Machine Learning Cheatsheet

機器學習常用的cheatsheets方便快速複習程式工具。
透過python可以加速很多的操作流程,另外也有附上許多的相關資料分析工具。
來源:http://www.kdnuggets.com/2015/07/good-data-science-machine-learning-cheat-sheets.html


Cheat sheets for Python: 
Python is a popular choice for beginners, yet still powerful enough to back some of the world’s most popular products and applications. It's design makes the programming experience feel almost as natural as writing in English. Python basics or Python Debugger cheatsheets for beginners covers important syntax to get started. Community-provided libraries such as numpy, scipy, sci-kit and pandas are highly relied on and the NumPy/SciPy/Pandas Cheat Sheet provides a quick refresher to these. 

Cheat sheets for R: 
The R's ecosystem has been expanding so much that a lot of referencing is needed. The R Reference Card covers most of the R world in few pages.The Rstudio has also published a series of cheatsheets to make it easier for the R community. The data visualization with ggplot2 seems to be a favorite as it helps when you are working on creating graphs of your results. 
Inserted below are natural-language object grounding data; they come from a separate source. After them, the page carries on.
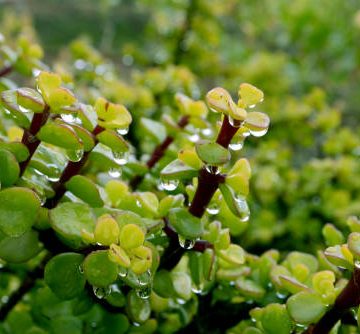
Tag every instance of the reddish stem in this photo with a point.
(29, 137)
(71, 169)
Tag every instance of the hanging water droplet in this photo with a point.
(206, 132)
(213, 208)
(186, 243)
(194, 137)
(212, 169)
(258, 133)
(123, 131)
(81, 269)
(237, 144)
(122, 272)
(145, 278)
(115, 172)
(243, 208)
(75, 155)
(169, 185)
(144, 292)
(68, 118)
(234, 122)
(198, 288)
(23, 110)
(101, 292)
(121, 158)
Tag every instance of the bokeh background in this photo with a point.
(303, 54)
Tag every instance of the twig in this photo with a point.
(29, 137)
(159, 152)
(71, 169)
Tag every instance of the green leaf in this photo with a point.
(250, 288)
(19, 249)
(236, 203)
(185, 223)
(137, 309)
(19, 150)
(163, 284)
(257, 121)
(85, 189)
(250, 95)
(177, 170)
(332, 235)
(9, 101)
(61, 135)
(30, 99)
(275, 319)
(354, 244)
(106, 230)
(18, 210)
(99, 270)
(114, 141)
(305, 307)
(155, 130)
(112, 116)
(85, 136)
(69, 219)
(212, 154)
(131, 236)
(9, 170)
(63, 275)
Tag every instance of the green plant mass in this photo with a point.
(184, 166)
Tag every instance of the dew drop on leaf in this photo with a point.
(234, 122)
(122, 272)
(74, 155)
(145, 278)
(115, 172)
(101, 292)
(258, 133)
(186, 243)
(123, 131)
(213, 209)
(144, 292)
(121, 158)
(169, 185)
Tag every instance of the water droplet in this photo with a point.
(194, 137)
(237, 144)
(169, 185)
(122, 131)
(121, 158)
(206, 132)
(212, 169)
(115, 172)
(145, 278)
(122, 272)
(144, 292)
(234, 122)
(68, 118)
(23, 110)
(75, 155)
(101, 292)
(243, 208)
(258, 133)
(280, 295)
(186, 243)
(213, 208)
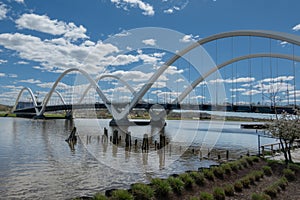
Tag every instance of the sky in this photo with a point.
(131, 39)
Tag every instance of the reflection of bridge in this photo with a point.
(137, 102)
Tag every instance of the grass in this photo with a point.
(161, 187)
(142, 191)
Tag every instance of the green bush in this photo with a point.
(282, 183)
(271, 191)
(263, 196)
(187, 179)
(208, 174)
(267, 170)
(206, 196)
(121, 195)
(99, 196)
(142, 191)
(198, 178)
(226, 167)
(289, 174)
(176, 184)
(229, 190)
(218, 172)
(294, 167)
(235, 166)
(238, 186)
(245, 182)
(219, 193)
(161, 187)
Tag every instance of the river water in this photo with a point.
(37, 163)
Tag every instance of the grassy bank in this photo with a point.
(251, 178)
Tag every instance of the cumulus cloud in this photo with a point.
(126, 4)
(3, 11)
(150, 42)
(44, 24)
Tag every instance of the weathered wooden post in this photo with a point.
(128, 139)
(145, 145)
(115, 137)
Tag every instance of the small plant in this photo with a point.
(206, 196)
(271, 191)
(99, 196)
(267, 170)
(218, 172)
(229, 190)
(161, 187)
(176, 184)
(255, 159)
(208, 174)
(289, 174)
(121, 195)
(198, 177)
(238, 186)
(262, 196)
(245, 182)
(234, 166)
(219, 193)
(187, 179)
(294, 167)
(226, 168)
(282, 183)
(142, 191)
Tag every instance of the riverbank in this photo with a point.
(246, 178)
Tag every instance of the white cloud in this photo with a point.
(33, 81)
(3, 11)
(146, 7)
(297, 27)
(2, 61)
(44, 24)
(20, 1)
(150, 42)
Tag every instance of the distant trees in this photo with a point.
(286, 127)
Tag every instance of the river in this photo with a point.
(37, 163)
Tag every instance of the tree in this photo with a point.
(287, 128)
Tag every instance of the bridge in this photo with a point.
(120, 110)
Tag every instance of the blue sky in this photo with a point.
(41, 39)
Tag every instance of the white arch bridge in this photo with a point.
(38, 109)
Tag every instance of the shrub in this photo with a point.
(142, 191)
(245, 182)
(161, 187)
(176, 184)
(208, 174)
(206, 196)
(238, 186)
(263, 196)
(255, 159)
(187, 179)
(249, 160)
(234, 166)
(99, 196)
(267, 170)
(271, 191)
(294, 167)
(289, 174)
(229, 190)
(218, 172)
(226, 168)
(244, 162)
(121, 195)
(219, 193)
(198, 177)
(282, 183)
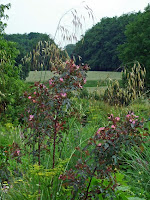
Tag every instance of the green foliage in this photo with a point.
(92, 177)
(11, 87)
(98, 47)
(137, 46)
(3, 17)
(134, 87)
(25, 43)
(70, 48)
(136, 167)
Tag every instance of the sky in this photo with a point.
(43, 16)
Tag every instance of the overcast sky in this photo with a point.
(42, 16)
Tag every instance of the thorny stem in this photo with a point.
(87, 191)
(39, 162)
(54, 142)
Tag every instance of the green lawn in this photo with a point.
(91, 76)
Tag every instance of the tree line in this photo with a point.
(116, 42)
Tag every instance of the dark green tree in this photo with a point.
(11, 87)
(98, 47)
(137, 46)
(25, 44)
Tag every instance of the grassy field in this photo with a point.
(91, 76)
(96, 80)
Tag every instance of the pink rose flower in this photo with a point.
(63, 95)
(127, 116)
(80, 86)
(133, 122)
(50, 82)
(61, 79)
(77, 67)
(110, 116)
(117, 118)
(100, 129)
(84, 81)
(31, 117)
(113, 127)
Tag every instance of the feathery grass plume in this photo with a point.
(133, 83)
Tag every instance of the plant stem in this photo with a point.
(54, 142)
(87, 191)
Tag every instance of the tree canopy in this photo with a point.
(137, 46)
(98, 48)
(25, 43)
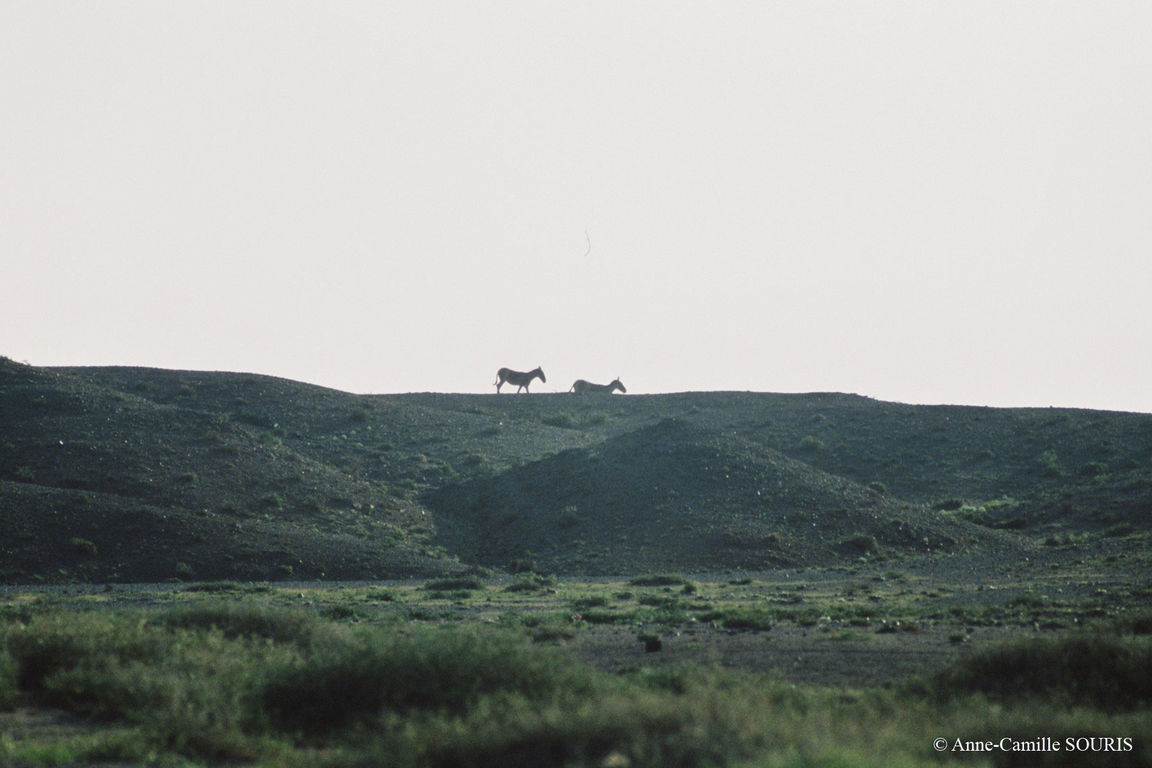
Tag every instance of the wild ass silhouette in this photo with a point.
(582, 387)
(507, 375)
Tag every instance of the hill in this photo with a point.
(146, 474)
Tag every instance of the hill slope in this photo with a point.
(148, 474)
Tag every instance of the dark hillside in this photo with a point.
(145, 474)
(100, 484)
(675, 495)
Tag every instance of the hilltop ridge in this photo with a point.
(118, 473)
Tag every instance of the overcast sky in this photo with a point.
(923, 202)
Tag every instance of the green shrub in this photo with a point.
(1108, 673)
(82, 546)
(810, 445)
(431, 669)
(243, 620)
(8, 689)
(454, 584)
(658, 580)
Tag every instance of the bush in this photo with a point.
(432, 669)
(454, 584)
(1112, 674)
(658, 580)
(8, 690)
(241, 620)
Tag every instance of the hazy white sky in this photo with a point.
(922, 200)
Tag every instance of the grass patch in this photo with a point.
(1101, 671)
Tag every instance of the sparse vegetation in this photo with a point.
(771, 579)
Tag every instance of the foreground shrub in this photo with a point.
(1111, 674)
(434, 669)
(8, 690)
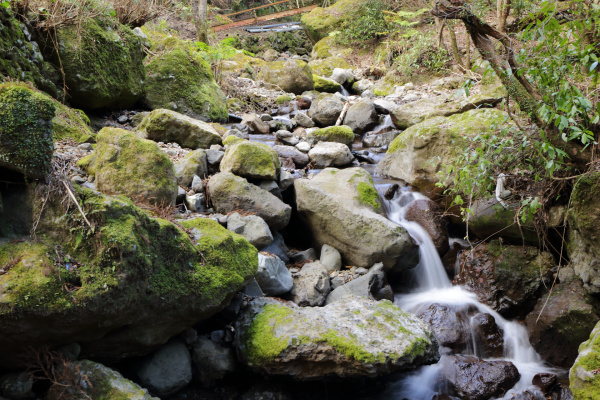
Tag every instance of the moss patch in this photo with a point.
(26, 135)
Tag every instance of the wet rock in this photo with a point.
(330, 258)
(339, 206)
(489, 337)
(325, 110)
(557, 327)
(471, 378)
(256, 126)
(429, 215)
(361, 117)
(300, 159)
(311, 285)
(507, 278)
(211, 361)
(373, 285)
(273, 277)
(351, 338)
(328, 154)
(253, 228)
(167, 371)
(450, 324)
(229, 193)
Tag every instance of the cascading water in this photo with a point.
(433, 286)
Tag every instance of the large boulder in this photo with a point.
(229, 193)
(166, 371)
(342, 208)
(291, 76)
(419, 153)
(361, 117)
(330, 154)
(326, 109)
(584, 231)
(560, 322)
(179, 79)
(125, 285)
(471, 378)
(102, 64)
(507, 278)
(583, 376)
(338, 134)
(26, 141)
(351, 338)
(251, 160)
(124, 164)
(169, 126)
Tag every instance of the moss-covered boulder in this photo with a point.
(341, 208)
(179, 79)
(561, 321)
(230, 193)
(325, 84)
(419, 153)
(169, 126)
(26, 134)
(122, 163)
(292, 76)
(352, 338)
(339, 134)
(583, 377)
(583, 244)
(507, 278)
(251, 160)
(21, 58)
(105, 384)
(120, 288)
(321, 21)
(102, 63)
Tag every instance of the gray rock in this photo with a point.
(300, 159)
(277, 247)
(330, 258)
(211, 361)
(194, 163)
(361, 117)
(256, 126)
(197, 185)
(251, 227)
(304, 120)
(169, 126)
(330, 205)
(387, 339)
(326, 109)
(311, 285)
(166, 371)
(273, 277)
(373, 285)
(17, 386)
(196, 202)
(330, 154)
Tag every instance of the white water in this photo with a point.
(433, 286)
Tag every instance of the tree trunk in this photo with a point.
(199, 10)
(506, 67)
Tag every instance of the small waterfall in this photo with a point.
(434, 286)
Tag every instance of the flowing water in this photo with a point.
(431, 285)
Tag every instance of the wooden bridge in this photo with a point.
(255, 19)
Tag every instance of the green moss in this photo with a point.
(26, 140)
(284, 98)
(325, 85)
(179, 79)
(102, 62)
(262, 344)
(368, 196)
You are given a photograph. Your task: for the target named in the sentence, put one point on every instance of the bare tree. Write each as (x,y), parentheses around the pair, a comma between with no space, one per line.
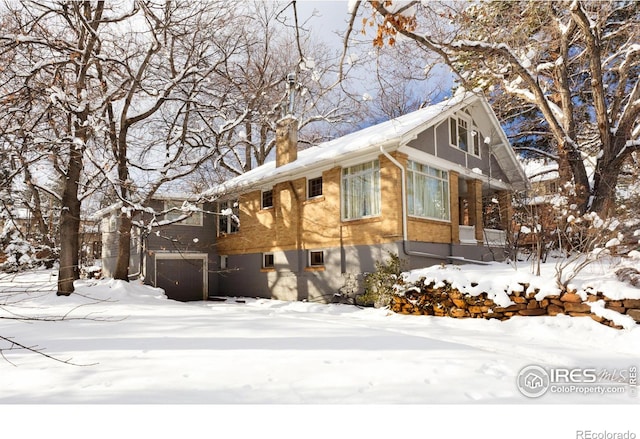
(576,62)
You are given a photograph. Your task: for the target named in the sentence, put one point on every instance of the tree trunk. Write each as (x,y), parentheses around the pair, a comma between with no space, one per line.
(124,248)
(70,226)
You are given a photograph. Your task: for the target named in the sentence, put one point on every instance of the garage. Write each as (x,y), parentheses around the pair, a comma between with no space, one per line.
(183,277)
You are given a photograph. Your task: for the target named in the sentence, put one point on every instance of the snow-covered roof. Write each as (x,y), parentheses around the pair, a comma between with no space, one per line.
(389,135)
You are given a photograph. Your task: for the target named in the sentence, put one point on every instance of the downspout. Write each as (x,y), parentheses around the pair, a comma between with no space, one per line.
(405,231)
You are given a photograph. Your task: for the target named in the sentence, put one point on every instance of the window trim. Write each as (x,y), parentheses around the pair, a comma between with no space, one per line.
(411,183)
(376,190)
(235,208)
(224,262)
(454,140)
(264,193)
(310,262)
(272,264)
(309,180)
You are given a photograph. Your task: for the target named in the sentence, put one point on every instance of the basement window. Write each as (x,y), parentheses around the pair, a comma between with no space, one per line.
(314,187)
(268,260)
(267,199)
(224,262)
(316,258)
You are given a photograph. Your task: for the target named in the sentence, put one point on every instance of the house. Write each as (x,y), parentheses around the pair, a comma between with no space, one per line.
(423,185)
(174,251)
(433,186)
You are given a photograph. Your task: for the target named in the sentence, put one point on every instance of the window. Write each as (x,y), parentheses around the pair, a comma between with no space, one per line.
(316,258)
(267,199)
(177,209)
(267,260)
(314,187)
(228,217)
(476,143)
(463,135)
(428,191)
(361,190)
(460,136)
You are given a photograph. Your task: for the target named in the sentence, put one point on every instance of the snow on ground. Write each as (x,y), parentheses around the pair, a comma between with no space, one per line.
(133,346)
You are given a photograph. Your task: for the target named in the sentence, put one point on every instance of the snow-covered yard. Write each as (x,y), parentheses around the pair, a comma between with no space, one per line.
(132,345)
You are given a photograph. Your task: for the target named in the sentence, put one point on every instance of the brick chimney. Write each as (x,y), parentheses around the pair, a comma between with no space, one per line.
(286,140)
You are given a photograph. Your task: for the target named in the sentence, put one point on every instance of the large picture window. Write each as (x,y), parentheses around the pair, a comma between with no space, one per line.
(361,190)
(428,192)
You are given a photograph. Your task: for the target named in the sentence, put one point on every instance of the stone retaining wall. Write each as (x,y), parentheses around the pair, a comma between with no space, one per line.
(448,301)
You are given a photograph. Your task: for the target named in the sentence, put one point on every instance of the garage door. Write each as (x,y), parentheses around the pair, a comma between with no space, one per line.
(182,278)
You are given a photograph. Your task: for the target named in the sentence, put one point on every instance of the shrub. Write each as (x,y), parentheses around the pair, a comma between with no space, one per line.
(380,285)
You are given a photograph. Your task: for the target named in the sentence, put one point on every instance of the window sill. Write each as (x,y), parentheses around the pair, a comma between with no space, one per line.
(429,220)
(363,220)
(315,268)
(317,199)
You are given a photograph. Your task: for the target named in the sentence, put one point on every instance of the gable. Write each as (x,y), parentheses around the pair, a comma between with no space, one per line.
(415,130)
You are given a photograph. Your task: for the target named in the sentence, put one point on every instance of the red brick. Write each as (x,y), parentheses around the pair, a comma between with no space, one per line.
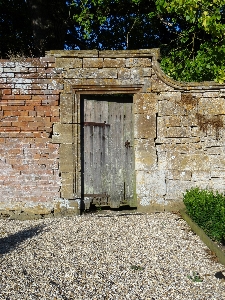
(25,97)
(54,119)
(6,91)
(8,97)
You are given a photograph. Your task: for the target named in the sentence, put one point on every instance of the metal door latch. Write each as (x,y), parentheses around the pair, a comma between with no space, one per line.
(127,144)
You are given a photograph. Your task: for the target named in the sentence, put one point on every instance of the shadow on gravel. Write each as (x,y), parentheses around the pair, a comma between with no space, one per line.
(9,243)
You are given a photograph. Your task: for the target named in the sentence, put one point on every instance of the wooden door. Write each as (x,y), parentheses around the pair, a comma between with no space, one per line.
(108,153)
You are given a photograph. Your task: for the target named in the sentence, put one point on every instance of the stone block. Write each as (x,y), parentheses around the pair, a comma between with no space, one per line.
(67,189)
(145,103)
(138,62)
(88,73)
(145,154)
(192,162)
(217,162)
(201,176)
(176,188)
(65,133)
(211,106)
(144,126)
(93,62)
(114,62)
(171,108)
(68,62)
(67,158)
(66,108)
(185,175)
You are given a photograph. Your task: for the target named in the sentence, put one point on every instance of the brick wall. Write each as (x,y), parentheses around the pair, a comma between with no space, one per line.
(29,105)
(178,129)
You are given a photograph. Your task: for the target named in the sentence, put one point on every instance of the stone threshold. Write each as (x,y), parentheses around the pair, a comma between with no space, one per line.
(206,240)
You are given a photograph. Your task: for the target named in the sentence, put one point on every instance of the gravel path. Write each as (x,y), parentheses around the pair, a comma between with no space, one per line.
(106,257)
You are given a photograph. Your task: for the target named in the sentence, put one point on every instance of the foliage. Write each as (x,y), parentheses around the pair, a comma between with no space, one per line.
(189,33)
(198,52)
(195,277)
(207,209)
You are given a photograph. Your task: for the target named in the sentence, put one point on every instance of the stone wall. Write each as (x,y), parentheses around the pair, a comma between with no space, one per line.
(178,129)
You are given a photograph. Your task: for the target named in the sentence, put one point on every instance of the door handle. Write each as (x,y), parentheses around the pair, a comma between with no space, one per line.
(127,144)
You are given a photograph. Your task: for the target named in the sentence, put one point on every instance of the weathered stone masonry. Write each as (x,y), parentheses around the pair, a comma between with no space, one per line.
(178,129)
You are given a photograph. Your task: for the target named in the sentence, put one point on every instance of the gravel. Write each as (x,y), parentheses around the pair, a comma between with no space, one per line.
(110,256)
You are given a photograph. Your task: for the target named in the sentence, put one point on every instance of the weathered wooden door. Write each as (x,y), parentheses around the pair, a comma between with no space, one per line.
(107,150)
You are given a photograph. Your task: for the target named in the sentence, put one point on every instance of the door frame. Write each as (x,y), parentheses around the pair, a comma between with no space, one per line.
(67,134)
(102,90)
(104,198)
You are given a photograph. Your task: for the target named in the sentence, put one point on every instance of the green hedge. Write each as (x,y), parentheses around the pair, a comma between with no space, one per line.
(207,209)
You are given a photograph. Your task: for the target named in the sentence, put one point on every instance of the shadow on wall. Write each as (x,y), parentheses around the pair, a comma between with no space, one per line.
(9,243)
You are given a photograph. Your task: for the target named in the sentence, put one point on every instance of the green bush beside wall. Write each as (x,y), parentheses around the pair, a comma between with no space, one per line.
(207,209)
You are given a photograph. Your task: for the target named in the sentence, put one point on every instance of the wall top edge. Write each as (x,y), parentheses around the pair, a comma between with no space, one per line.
(186,86)
(154,53)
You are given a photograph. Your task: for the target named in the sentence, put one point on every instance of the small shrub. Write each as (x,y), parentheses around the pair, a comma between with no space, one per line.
(207,209)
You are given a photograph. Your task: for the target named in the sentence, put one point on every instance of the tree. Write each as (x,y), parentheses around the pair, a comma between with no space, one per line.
(30,27)
(190,33)
(198,52)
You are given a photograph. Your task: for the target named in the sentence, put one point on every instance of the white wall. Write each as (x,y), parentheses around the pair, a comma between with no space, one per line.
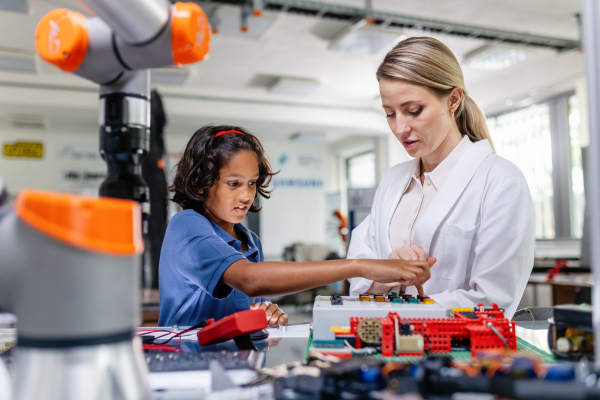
(71,162)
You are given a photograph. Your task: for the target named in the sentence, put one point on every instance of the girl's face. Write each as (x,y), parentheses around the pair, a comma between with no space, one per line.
(233,193)
(419,119)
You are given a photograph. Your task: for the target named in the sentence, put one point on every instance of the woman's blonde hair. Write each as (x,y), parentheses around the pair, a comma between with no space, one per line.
(427,62)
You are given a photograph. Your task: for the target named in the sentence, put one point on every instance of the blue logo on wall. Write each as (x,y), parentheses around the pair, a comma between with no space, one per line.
(298,183)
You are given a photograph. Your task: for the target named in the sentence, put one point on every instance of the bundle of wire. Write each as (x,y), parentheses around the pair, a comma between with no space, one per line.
(149,340)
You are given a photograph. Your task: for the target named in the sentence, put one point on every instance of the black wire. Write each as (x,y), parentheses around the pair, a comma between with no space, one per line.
(202,324)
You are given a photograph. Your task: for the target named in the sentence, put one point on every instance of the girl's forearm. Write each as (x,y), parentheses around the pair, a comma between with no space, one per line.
(275,278)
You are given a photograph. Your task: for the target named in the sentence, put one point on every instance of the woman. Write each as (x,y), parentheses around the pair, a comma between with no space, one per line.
(456,200)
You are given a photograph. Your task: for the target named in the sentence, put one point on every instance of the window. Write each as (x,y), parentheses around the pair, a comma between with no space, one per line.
(523,137)
(578,195)
(543,140)
(361,171)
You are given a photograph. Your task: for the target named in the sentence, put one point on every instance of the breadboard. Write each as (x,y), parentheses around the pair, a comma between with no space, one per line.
(326,315)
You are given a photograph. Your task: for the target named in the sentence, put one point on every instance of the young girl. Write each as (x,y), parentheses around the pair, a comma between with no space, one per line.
(212,266)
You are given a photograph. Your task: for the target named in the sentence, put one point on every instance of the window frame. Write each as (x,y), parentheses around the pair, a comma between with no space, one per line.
(558,108)
(347,167)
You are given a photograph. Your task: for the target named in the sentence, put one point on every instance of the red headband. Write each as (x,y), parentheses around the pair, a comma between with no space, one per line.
(224,132)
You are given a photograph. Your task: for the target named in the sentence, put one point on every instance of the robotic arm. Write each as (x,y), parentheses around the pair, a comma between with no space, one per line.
(70,265)
(127,36)
(115,50)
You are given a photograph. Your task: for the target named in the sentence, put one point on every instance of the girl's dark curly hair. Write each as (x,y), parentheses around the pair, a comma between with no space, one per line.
(203,158)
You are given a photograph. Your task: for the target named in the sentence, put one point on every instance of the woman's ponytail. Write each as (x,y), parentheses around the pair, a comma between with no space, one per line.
(472,122)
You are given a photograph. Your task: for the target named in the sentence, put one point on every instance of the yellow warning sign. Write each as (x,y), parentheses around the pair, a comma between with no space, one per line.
(24,150)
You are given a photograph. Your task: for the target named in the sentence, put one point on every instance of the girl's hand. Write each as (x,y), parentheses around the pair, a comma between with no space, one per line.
(412,253)
(275,316)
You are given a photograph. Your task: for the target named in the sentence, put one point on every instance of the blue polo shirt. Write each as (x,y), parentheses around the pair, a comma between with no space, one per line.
(194,255)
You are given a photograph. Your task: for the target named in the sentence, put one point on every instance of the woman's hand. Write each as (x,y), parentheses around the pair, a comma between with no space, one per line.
(275,316)
(399,272)
(413,253)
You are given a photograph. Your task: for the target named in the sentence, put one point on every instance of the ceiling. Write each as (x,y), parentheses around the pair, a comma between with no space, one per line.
(231,84)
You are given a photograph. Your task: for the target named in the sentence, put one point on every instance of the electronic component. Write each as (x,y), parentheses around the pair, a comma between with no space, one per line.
(369,330)
(326,315)
(410,344)
(571,334)
(165,361)
(397,335)
(336,300)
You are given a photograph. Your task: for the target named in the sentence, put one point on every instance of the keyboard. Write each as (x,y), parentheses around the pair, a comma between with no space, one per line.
(164,361)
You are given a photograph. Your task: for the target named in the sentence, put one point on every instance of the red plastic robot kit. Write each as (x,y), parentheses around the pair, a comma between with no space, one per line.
(479,329)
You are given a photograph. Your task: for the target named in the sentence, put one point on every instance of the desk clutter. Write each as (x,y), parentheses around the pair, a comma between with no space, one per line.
(473,350)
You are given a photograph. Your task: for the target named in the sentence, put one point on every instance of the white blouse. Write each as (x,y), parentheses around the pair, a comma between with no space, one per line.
(417,197)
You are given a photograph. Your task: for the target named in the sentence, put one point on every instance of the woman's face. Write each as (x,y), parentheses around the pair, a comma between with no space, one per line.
(232,194)
(419,119)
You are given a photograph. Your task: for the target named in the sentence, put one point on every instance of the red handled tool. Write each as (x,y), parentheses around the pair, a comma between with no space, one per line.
(236,326)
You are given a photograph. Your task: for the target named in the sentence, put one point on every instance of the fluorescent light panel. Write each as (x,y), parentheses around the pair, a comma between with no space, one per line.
(229,24)
(294,86)
(364,39)
(170,76)
(14,5)
(308,137)
(495,57)
(17,61)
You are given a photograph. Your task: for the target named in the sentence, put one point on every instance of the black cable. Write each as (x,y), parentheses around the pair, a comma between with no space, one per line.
(202,324)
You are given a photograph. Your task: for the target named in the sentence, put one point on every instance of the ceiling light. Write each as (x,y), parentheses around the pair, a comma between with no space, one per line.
(170,76)
(294,86)
(364,39)
(308,137)
(17,60)
(495,57)
(26,121)
(14,5)
(228,23)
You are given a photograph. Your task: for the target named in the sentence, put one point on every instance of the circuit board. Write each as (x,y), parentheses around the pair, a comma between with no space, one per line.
(336,311)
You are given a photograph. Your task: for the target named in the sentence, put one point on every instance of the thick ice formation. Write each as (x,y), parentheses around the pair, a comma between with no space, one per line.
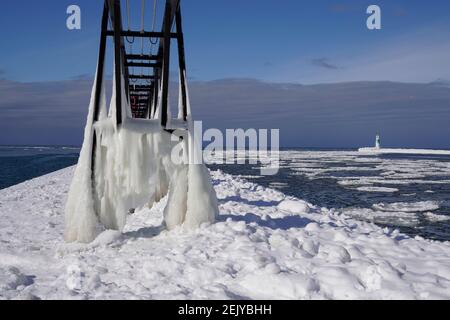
(134,168)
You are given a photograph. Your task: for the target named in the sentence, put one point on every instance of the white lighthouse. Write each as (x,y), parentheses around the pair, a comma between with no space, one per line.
(377,142)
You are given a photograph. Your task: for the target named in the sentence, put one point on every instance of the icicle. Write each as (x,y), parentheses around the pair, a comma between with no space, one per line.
(80,218)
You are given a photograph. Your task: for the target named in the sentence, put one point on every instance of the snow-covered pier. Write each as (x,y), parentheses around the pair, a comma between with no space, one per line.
(264,245)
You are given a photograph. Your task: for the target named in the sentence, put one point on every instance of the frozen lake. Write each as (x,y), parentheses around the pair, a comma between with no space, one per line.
(408,192)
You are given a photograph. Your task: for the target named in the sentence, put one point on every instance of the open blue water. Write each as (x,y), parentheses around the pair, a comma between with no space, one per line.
(408,192)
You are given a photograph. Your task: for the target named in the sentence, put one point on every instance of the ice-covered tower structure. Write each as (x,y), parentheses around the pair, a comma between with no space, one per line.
(127,158)
(377,142)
Cheat sheets for MySQL & SQL: 
For a data scientist basics of SQL are as important as any other language as well. Both PIG and Hive Query Language are closely associated with SQL- the original Structured Query Language. SQL cheatsheets provide a 5 minute quick guide to learning it and then you may explore Hive & MySQL!

Cheat sheets for Spark: 
Apache Spark is an engine for large-scale data processing. For certain applications, such as iterative machine learning, Spark can be up to 100x faster than Hadoop (using MapReduce). The essentials of Apache Spark cheatsheet explains its place in the big data ecosystem, walks through setup and creation of a basic Spark application, and explains commonly used actions and operations.

Cheat sheets for Hadoop & Hive: 
Hadoop emerged as an untraditional tool to solve what was thought to be unsolvable by providing an open source software framework for the parallel processing of massive amounts of data. Explore the Hadoop cheatsheets to find out Useful commands when using Hadoop on the command line. A combination of SQL & Hive functions is another one to check out.

Cheat sheets for Machine learning: 
We often find ourselves spending time thinking which algorithm is best? And then go back to our big books for reference! These cheat sheets gives an idea about both the nature of your data and the problem you're working to address, and then suggests an algorithm for you to try.

Cheat sheets for Django : 
Django is a free and open source web application framework, written in Python. If you are new to Django, you can go over these cheatsheets and brainstorm quick concepts and dive in each one to a deeper level.